On Friday, Doge members arrived with two FBI agents, who left after the institute’s lawyer told them of USIP’s “private and independent status”, the organization said in a statement.
Chief of security Colin O’Brien said police on Monday helped Doge members enter the building and that the private security team for the organization had its contract canceled.
The US Institute of Peace says on its website that it is a nonpartisan, independent organization “dedicated to protecting U.S. interests by helping to prevent violent conflicts and broker peace deals abroad”.

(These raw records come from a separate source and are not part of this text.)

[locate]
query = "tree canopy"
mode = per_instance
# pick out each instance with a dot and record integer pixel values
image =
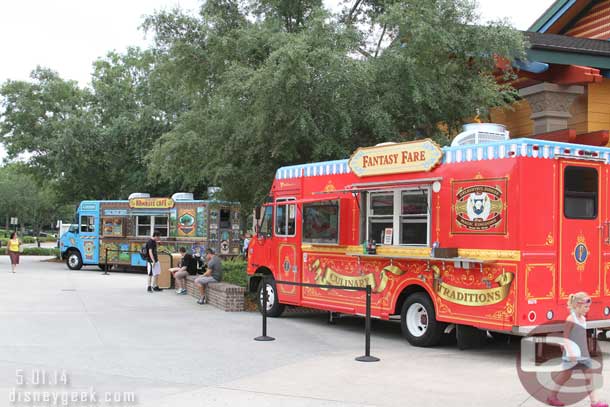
(227, 96)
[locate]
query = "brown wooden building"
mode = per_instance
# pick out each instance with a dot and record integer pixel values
(565, 84)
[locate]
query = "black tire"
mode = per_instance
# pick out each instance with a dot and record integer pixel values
(418, 321)
(274, 308)
(74, 261)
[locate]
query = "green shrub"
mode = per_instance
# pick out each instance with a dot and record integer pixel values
(234, 272)
(36, 251)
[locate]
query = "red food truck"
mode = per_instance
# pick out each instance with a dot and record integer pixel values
(490, 233)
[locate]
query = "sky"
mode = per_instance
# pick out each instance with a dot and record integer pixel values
(68, 35)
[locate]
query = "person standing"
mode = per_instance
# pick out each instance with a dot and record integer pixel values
(213, 274)
(576, 350)
(13, 248)
(152, 264)
(246, 244)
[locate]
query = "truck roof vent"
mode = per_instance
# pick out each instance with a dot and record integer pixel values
(478, 133)
(137, 195)
(182, 196)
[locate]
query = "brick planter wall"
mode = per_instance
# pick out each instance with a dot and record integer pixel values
(227, 297)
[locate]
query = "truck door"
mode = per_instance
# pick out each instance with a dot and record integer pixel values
(581, 231)
(88, 231)
(288, 250)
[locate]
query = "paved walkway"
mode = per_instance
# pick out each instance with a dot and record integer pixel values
(111, 336)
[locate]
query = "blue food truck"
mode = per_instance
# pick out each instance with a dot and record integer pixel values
(113, 232)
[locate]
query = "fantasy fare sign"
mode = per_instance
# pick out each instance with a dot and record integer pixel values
(414, 156)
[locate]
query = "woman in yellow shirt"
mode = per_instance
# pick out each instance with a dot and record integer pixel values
(14, 245)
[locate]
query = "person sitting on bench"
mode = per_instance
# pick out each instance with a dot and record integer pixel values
(181, 271)
(213, 274)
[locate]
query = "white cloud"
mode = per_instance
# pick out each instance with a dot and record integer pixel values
(68, 35)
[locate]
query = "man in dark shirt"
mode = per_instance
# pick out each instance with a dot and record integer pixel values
(152, 263)
(180, 272)
(212, 275)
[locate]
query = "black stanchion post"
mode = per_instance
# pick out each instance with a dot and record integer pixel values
(106, 264)
(367, 331)
(264, 337)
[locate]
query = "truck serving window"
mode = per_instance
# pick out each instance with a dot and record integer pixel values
(321, 222)
(414, 217)
(285, 215)
(580, 193)
(381, 215)
(401, 217)
(87, 224)
(145, 225)
(266, 228)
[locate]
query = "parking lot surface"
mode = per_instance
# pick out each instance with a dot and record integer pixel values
(66, 332)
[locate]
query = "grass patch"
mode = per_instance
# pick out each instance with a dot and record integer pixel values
(36, 251)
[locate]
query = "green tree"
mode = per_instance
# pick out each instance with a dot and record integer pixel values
(295, 84)
(92, 142)
(22, 197)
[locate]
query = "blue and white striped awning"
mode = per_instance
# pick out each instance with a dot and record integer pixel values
(521, 148)
(508, 149)
(313, 170)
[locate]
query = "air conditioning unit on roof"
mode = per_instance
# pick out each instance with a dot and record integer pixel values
(478, 133)
(182, 196)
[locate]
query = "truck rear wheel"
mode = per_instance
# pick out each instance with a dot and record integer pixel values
(74, 260)
(274, 308)
(418, 321)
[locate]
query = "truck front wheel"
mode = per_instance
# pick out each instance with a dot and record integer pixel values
(418, 321)
(74, 260)
(274, 308)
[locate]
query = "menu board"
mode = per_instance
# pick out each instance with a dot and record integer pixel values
(112, 227)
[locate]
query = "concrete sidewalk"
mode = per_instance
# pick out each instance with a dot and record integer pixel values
(110, 335)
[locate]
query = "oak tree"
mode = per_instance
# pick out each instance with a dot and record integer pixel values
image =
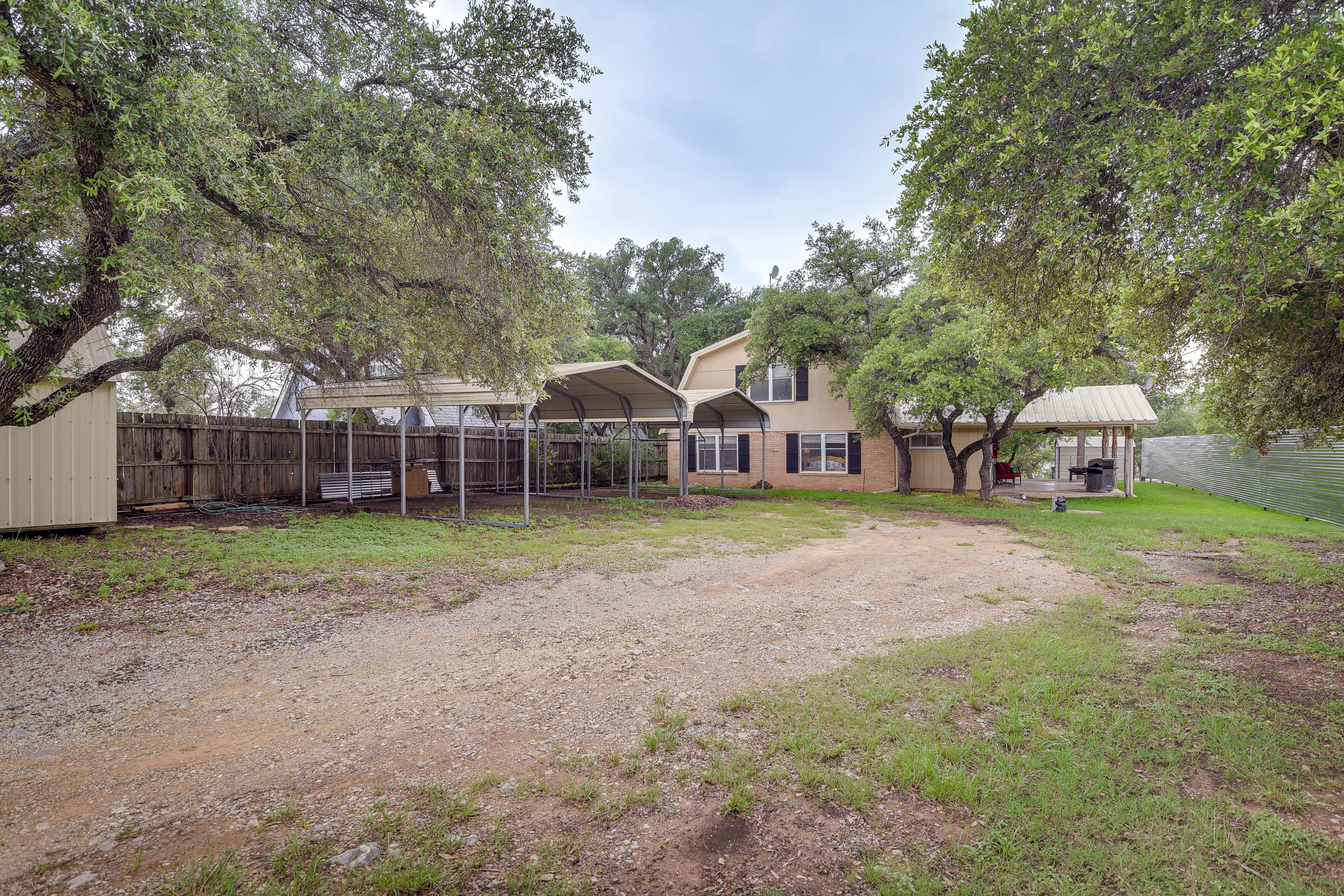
(336, 186)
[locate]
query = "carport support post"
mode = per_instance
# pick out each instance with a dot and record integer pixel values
(1129, 461)
(527, 507)
(462, 463)
(303, 458)
(763, 456)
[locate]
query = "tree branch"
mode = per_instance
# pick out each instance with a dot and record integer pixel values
(151, 360)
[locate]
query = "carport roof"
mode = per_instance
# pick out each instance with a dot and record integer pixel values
(723, 409)
(593, 391)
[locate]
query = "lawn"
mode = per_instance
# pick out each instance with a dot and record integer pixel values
(1084, 753)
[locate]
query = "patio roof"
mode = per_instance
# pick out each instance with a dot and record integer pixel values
(1089, 407)
(723, 409)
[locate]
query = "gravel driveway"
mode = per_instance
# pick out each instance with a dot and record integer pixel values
(173, 741)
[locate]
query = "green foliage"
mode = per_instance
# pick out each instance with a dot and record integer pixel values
(1168, 174)
(834, 309)
(335, 186)
(941, 362)
(664, 300)
(218, 875)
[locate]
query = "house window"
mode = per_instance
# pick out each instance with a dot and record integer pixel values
(823, 452)
(712, 455)
(777, 386)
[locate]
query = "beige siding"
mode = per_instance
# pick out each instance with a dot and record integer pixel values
(929, 468)
(64, 471)
(822, 413)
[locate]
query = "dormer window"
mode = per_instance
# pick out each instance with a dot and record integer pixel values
(777, 386)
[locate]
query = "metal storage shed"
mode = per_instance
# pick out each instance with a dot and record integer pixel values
(62, 472)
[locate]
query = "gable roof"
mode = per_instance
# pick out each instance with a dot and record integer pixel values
(1089, 407)
(698, 354)
(93, 350)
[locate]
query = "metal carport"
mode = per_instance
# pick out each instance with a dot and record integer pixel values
(587, 394)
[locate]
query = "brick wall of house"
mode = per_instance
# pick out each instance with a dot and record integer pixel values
(880, 468)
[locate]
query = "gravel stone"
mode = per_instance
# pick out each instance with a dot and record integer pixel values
(361, 856)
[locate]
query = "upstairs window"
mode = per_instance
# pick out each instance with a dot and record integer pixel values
(777, 386)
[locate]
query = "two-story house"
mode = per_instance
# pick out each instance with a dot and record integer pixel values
(812, 441)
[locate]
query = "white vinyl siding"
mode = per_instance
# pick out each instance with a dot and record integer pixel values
(713, 457)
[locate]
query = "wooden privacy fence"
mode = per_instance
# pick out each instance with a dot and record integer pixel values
(229, 458)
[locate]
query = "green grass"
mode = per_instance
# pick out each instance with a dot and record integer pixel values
(1076, 747)
(132, 561)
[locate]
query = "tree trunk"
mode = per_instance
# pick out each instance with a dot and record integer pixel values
(987, 460)
(904, 460)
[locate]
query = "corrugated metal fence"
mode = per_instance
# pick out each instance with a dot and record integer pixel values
(176, 456)
(1304, 481)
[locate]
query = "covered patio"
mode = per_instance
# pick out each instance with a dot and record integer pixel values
(1112, 410)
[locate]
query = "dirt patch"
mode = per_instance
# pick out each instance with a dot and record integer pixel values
(1187, 566)
(951, 673)
(186, 738)
(1288, 679)
(1281, 608)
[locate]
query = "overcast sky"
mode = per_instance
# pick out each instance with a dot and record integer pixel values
(740, 124)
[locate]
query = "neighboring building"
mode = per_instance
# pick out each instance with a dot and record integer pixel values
(812, 441)
(62, 472)
(1066, 453)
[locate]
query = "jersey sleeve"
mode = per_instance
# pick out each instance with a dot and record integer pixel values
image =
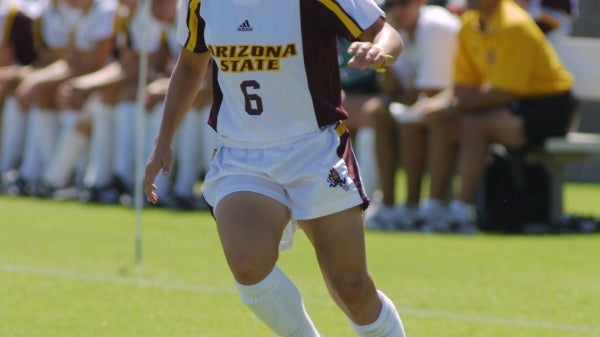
(355, 16)
(21, 36)
(190, 26)
(104, 21)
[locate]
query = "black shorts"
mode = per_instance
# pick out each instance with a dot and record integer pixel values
(547, 116)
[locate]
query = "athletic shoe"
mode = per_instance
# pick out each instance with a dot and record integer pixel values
(434, 217)
(461, 218)
(407, 218)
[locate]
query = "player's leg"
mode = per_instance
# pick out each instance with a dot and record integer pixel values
(344, 267)
(14, 123)
(250, 227)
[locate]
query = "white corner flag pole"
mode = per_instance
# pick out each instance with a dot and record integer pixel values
(140, 135)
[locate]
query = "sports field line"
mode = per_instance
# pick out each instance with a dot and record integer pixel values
(182, 286)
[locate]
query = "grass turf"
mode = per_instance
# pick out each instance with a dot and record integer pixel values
(68, 270)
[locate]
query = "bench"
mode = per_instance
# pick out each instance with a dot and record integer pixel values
(581, 55)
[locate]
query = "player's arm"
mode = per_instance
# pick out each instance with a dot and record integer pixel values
(378, 47)
(185, 82)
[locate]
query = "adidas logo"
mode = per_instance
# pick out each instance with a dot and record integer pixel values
(245, 27)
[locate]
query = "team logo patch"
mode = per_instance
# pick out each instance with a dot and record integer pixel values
(245, 27)
(335, 179)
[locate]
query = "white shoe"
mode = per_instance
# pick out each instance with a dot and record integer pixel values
(407, 218)
(461, 218)
(434, 215)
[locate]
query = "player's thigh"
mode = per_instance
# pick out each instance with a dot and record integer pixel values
(250, 227)
(504, 127)
(339, 243)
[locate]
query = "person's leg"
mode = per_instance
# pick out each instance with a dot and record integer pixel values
(386, 150)
(14, 124)
(250, 226)
(344, 267)
(124, 142)
(99, 169)
(414, 149)
(71, 145)
(442, 157)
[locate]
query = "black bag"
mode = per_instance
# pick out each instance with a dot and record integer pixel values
(514, 194)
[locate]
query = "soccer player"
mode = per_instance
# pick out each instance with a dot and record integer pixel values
(283, 152)
(509, 88)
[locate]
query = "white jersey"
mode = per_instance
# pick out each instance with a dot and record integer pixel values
(427, 61)
(95, 25)
(57, 23)
(145, 30)
(275, 62)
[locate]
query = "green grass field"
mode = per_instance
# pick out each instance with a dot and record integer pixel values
(68, 270)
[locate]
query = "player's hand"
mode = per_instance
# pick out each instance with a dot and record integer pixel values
(160, 159)
(432, 108)
(366, 55)
(71, 96)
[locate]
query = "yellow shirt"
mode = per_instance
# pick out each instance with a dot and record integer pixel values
(511, 54)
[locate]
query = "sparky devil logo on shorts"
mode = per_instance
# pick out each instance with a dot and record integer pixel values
(334, 179)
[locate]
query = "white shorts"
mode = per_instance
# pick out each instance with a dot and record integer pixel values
(314, 176)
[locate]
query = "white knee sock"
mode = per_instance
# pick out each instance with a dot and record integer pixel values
(367, 160)
(70, 148)
(277, 302)
(124, 141)
(14, 124)
(47, 134)
(30, 169)
(99, 170)
(188, 153)
(388, 324)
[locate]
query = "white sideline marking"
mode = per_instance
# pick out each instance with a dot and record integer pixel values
(181, 286)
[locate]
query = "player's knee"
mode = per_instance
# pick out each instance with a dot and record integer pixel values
(248, 269)
(351, 289)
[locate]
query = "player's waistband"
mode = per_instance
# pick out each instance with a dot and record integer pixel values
(339, 128)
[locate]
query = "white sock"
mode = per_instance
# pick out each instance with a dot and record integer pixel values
(388, 324)
(277, 302)
(30, 169)
(14, 124)
(124, 141)
(46, 134)
(99, 170)
(188, 153)
(69, 150)
(367, 160)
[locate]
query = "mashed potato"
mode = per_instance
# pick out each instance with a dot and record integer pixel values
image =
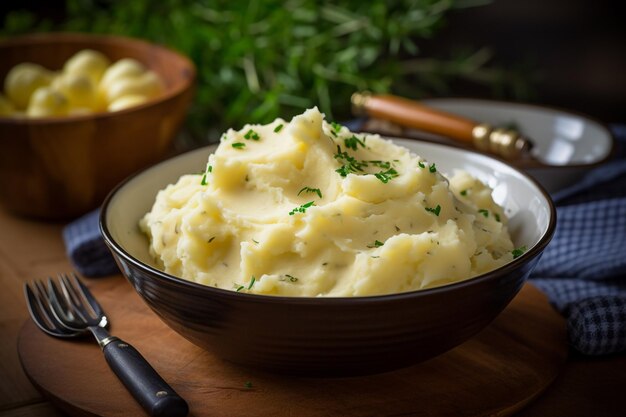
(307, 208)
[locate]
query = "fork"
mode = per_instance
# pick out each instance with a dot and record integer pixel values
(66, 308)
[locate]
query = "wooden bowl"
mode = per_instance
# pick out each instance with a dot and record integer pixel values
(59, 168)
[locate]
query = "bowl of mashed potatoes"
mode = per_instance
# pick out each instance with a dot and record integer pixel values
(300, 247)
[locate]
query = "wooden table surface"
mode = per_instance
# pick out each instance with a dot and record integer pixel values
(31, 249)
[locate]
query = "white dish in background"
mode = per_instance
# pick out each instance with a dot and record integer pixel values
(566, 145)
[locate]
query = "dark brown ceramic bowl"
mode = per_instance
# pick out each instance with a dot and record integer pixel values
(61, 167)
(330, 336)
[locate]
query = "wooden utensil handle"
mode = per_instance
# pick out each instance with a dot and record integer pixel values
(409, 113)
(143, 382)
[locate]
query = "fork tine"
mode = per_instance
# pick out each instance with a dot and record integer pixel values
(62, 305)
(40, 312)
(74, 299)
(84, 291)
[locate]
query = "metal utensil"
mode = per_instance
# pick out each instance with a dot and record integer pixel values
(66, 308)
(505, 143)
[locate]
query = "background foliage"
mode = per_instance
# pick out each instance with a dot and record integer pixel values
(258, 60)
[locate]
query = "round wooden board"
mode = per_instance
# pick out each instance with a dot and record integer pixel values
(495, 373)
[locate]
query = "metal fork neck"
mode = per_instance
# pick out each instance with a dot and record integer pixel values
(102, 335)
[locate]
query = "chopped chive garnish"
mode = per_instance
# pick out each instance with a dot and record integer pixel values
(252, 280)
(353, 142)
(302, 208)
(208, 170)
(435, 210)
(311, 190)
(385, 176)
(251, 134)
(336, 128)
(381, 164)
(517, 252)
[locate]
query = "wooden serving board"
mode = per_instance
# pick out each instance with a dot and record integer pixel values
(494, 374)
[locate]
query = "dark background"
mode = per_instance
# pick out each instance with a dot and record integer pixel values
(573, 52)
(575, 49)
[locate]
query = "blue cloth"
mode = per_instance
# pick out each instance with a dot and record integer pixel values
(582, 271)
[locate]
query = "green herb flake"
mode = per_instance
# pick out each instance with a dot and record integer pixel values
(252, 281)
(381, 164)
(251, 134)
(353, 142)
(376, 244)
(435, 210)
(351, 164)
(311, 190)
(302, 208)
(385, 176)
(208, 170)
(291, 278)
(517, 252)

The non-profit says it was created by Congress in 1984 as an “independent nonprofit corporation”, and it does not meet US code definitions of “government corporation”, “government-controlled corporation” or “independent establishment”.
Also named in the president’s executive order were the US African Development Foundation, a federal agency that invests in African small businesses; the Inter-American Foundation, a federal agency that invests in Latin America and the Caribbean; and the Presidio Trust, which oversees a national park site next to the Golden Gate Bridge in San Francisco.
The African Development Foundation, which also unsuccessfully tried to keep Doge staff from entering its offices in Washington, went to court, but a federal judge ruled last week that removing most grants and most staff would be legal. The president of the Inter-American Foundation sued on Monday to block her firing in February by the Trump administration.